Adenauer und Schuhmacher würden eine solche "Ich wähle nicht!"-Haltung, so nehme ich an, als arrogant und weltabgewandt weit von sich weisen. Und darauf dringen, dass es in einer Demokratie nicht nur ein Recht, sondern eine Pflicht ist, sich durch aktive Wahlbeteiligung an der Gestaltung des Staates zu beteiligen.

Richtig spannend indes wäre es, mit dem strammen Katholiken Adenauer ins Gebet zu gehen: Warum sollen Christen heute C-Parteien wählen, die sich für die Homo-Ehe aussprechen, nicht mehr grundsätzlich und unverrückbar gegen Abtreibungen sind und auch sonst das eine oder andere Gesetz der ehemals eisern regierenden Kirchenväter über den Haufen werfen? Wäre Adenauer happy mit der erzkonservativen US-amerikanischen Tea-Party-Bewegung, die jede unserer C-Parteien rechts überholt?

Weitreichende Entscheidungen

Und was hätte er zu den ihm sicher suspekten Grünen gesagt, deren Spitzenkandidatin nicht nur evangelische Theologin ist, sondern auch als Präses der EKD-Synode eine prominente Stellung im deutschen Protestantismus besetzt? Und deren Partei seit langem viel Unterstützung aus dem kirchlichen Milieu bekommt? Die Parteienlandschaft ist komplizierter geworden als zu Adenauers Zeiten, ohne Frage. Aber ist das ein Grund, sich beleidigt zurückzuziehen?

Aktive liberale Christen haben sich in vielen sozialen Bewegungen hervorgetan, haben Aufgaben übernommen, die oft ein hohes Maß an solidarischem Mitgefühl voraussetzen, und die Überzeugung, dass wir alle Gleiche unter Gleichen sind. Auch die höchsten Ämter im Staate müssen sich legitimieren lassen - durch öffentliche und freie Wahlen. Das säkulare Prinzip der Trennung von Kirche und Staat führt nicht zur Trennung von Kirche und Gesellschaft.

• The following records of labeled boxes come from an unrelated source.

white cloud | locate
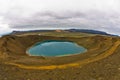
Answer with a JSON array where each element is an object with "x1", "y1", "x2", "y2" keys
[{"x1": 0, "y1": 17, "x2": 12, "y2": 34}]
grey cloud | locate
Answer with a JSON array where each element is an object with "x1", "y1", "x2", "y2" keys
[{"x1": 3, "y1": 11, "x2": 120, "y2": 34}]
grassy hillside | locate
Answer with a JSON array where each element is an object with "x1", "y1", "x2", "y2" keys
[{"x1": 0, "y1": 32, "x2": 120, "y2": 80}]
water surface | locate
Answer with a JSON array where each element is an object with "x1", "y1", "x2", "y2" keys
[{"x1": 27, "y1": 40, "x2": 86, "y2": 56}]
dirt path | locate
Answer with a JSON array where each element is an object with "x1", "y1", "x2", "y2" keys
[{"x1": 5, "y1": 41, "x2": 120, "y2": 70}]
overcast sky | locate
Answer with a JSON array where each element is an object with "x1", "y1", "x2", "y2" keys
[{"x1": 0, "y1": 0, "x2": 120, "y2": 35}]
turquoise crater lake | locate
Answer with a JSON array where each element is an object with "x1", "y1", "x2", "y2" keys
[{"x1": 27, "y1": 40, "x2": 87, "y2": 57}]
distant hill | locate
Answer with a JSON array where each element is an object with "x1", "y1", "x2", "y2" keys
[
  {"x1": 66, "y1": 29, "x2": 117, "y2": 36},
  {"x1": 11, "y1": 30, "x2": 54, "y2": 34},
  {"x1": 11, "y1": 29, "x2": 118, "y2": 36}
]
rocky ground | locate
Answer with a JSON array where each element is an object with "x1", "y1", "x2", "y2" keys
[{"x1": 0, "y1": 33, "x2": 120, "y2": 80}]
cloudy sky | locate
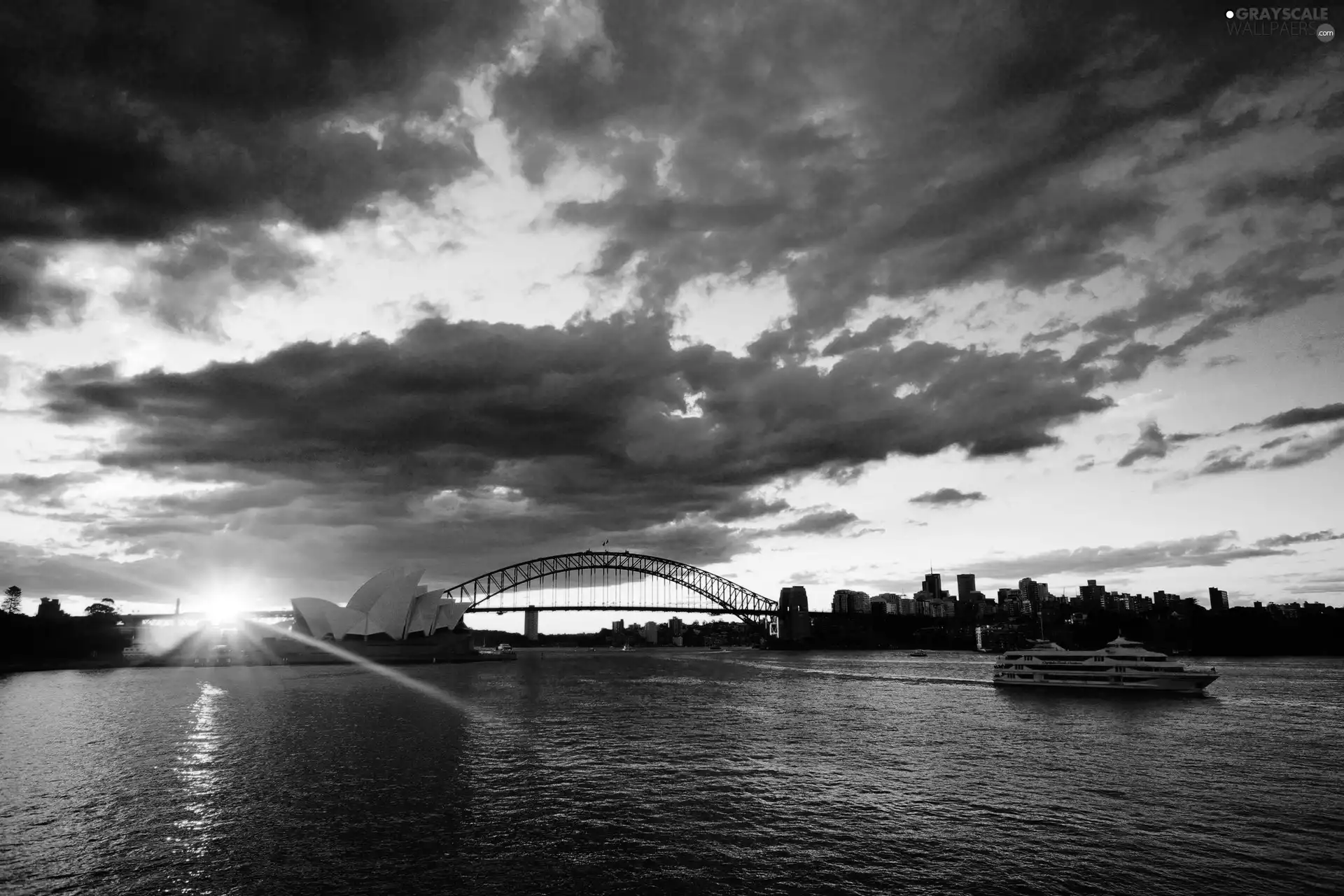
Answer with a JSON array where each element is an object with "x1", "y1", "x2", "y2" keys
[{"x1": 0, "y1": 0, "x2": 1344, "y2": 630}]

Zu einer Demokratie gehören auch religiöse Organisationen und Bewegungen, - nicht nur christliche, wohlgemerkt.

In den kommenden Jahren werden die gesellschaftspolitischen Weichen für sehr weitreichende ethische Entscheidungen gestellt werden. Zur Gentechnik, zur nuklearen Energie- und Waffentechnik, zu Drohnen- und Datenkriegen, zum Abbau des Sozialstaates und zur Aufrüstung des Gesundheitssystems zum Hightech-Ersatzteillager für kranke Organe. Dies sind nur einige der politischen Felder, die es zu beackern gilt. Und wer wird dies tun, wenn nicht - die PolitikerInnen? Mit Unterstützung oder Gegenwehr der BürgerInnen und ihrer Nicht-Regierungsorganisationen und mit freien Wahlen - an denen man sich auch nicht beteiligen kann. Diese Freiheit gehört zur Demokratie dazu. Doch diese Geste ist doch eher Ausdruck der Resignation. Sie sollte nicht als Neubeginn widerständiger politischer Praxis verkauft werden.